●ベポとっておきの手品について



「・・・で、手品をするんだって?」
ベポが呼ぶ方へ足を進めながら、ペンギンが問う。ローも興味津々といった様子だ。
コッチコッチ、と呼ばれた場所はそのままローの室内で、さほど移動はしていない。ペンギンの部屋と繋がっている引き戸(今はローの私物によって塞がっている)の前で3人と一匹が集まった。
「うん、一度しか見せられないから、よ〜〜く見ててね!」
キャプテンとペンギンはその場に座ってね!と言われ、顔を見合わせ腰を降ろす二人。
残されたキャスケットは首を傾げる。
「おれはどうすんの?」
「ああ、キャスケットはコッチ!」
木箱やら服やら薬剤やら、色々な物が積まれたローの私物を少しずらし、ようやく姿を見る事が出来た引き戸の前にキャスケットを立たせるベポ。つまりはお手伝い的な立ち位置である。
「キャスケット使うのか?」
「うん、だってキャプテンには見てて欲しいもん!」
おれじゃねーのか、と残念そうに言うローへ、ベポは楽しそうに言う。
その一瞬で機嫌を直したローは、へぇ、と含み笑いをし、少しだけペンギンへと寄りかかった。
「ベポのとっておきだからな。お前もちゃんと見とけよ?」
「そうだな。」
肩に頭を乗せ、上目遣いで覗き見るローに頷くペンギン。
そんな二人にはもう刺々しい雰囲気など皆無で、心中そっと安堵するキャスケットだった。
「おれは何すればいいの?」
さて、とベポに向き直ったキャスケットだったが、次の瞬間視界がベポの背中で埋め尽くされる。
前に立ち塞がれたのだ。
「キャスケットはねー、そのまま!」
楽しそうな声に首を傾げるキャスケット。
ベポの大きな身体で遮られ、その位置からはローとペンギンの座っている足元しか見る事が出来ない。

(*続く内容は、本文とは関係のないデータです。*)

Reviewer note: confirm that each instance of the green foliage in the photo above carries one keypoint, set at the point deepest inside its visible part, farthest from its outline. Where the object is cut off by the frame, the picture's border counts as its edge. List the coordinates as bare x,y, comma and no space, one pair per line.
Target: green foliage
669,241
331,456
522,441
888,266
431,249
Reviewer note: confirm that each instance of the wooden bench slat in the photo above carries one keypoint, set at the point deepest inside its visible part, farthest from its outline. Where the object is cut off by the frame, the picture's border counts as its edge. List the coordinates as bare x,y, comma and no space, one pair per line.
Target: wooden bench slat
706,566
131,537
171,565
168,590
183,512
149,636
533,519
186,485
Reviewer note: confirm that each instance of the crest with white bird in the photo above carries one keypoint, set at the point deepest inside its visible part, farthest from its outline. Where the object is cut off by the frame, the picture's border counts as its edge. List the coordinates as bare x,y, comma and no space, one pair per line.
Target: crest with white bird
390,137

こんな状態で何をされるのか少し不安に思う、と同時に湧き起こる嫌な予感。
「あの、ベp」
「じゃー始めるよ!ここに一つのキャスケットが居まーす!」
キャスケットの訝しがる台詞はベポによって掻き消され、物扱いかよ、という突っ込みすら忘れて脱出を試みる。けれど足を動かそうにも、人一人立っているのがやっとなローの私物置場兼引き戸の出入り口は余裕など無い。挙句ベポの巨体が前を塞いでいるので逃げ場などあるはずもない。
「いや、あの、ちょ、」
必死に3人の間に割り込もうと試みるも、ベポを始めローとペンギンには届かない。
ローはベポの手品という響きに完全にワクワクしていたし、ペンギンも船長が嬉しそうであれば結局は何でもいいのだろう。キャスケットの嫌な予感が最大限まで膨れ上がる。
「二人とも、今から3秒間だけ目を瞑ってね!」
「ああ。」
「分かった。」
そして始まるベポのカウント。


いーち、
       ガラッ
にー、
       「ちょっ、待っ、」
さーん、
       ドンッ   ピシャッ


「キャスケットが消えましたー!!」
拍手ー!と盛り上がるベポ。
一瞬きょとんとしたものの、意味を理解したローとペンギンが賞賛しながら拍手する。
消えたというより、聞こえていた音と声からして締め出したという単語が近いだろうが、それはそれ。ベポが楽しそうなのでついついつられてしまうローと、やはり船長が楽しそうならば後は比較的どうでもいいペンギンだ。それぞれの思惑を仕舞いこんだ笑顔と拍手が2人と1匹の間に流れる。
「おー、すげぇなベポー。」
「ああ、一瞬でキャスケットが消えたな。」
ぱちぱちぱち。

そして二人は思い出す。

「「(あの引き戸の裏って・・・)」」





そう、引き戸一枚隔てた向こう側では。
「あああああああっ!だから嫌だったんだよおおおお!!」
後ろへ突き飛ばされたキャスケットが、ペンギンの部屋に仕掛けられている毒針を避ける為にブリッジの体勢で震えていた。咄嗟に片手をついた板が毒針でなかったから良かったものの。

「この板だっけ?あの板だっけ?てか何で未だかつてない危機が船内で起きてんの!!?

誰か助けてー!!と情けなく叫び声を上げるのは、あと数秒後の話。





Side magic fin.



キャスケットの嫌な予感=死亡フラグ となりました^^
苛めじゃありません、愛ある弄りです^w^
身体を張って船長を楽しませたと思えばキャスケットも・・・報われねぇえええ!!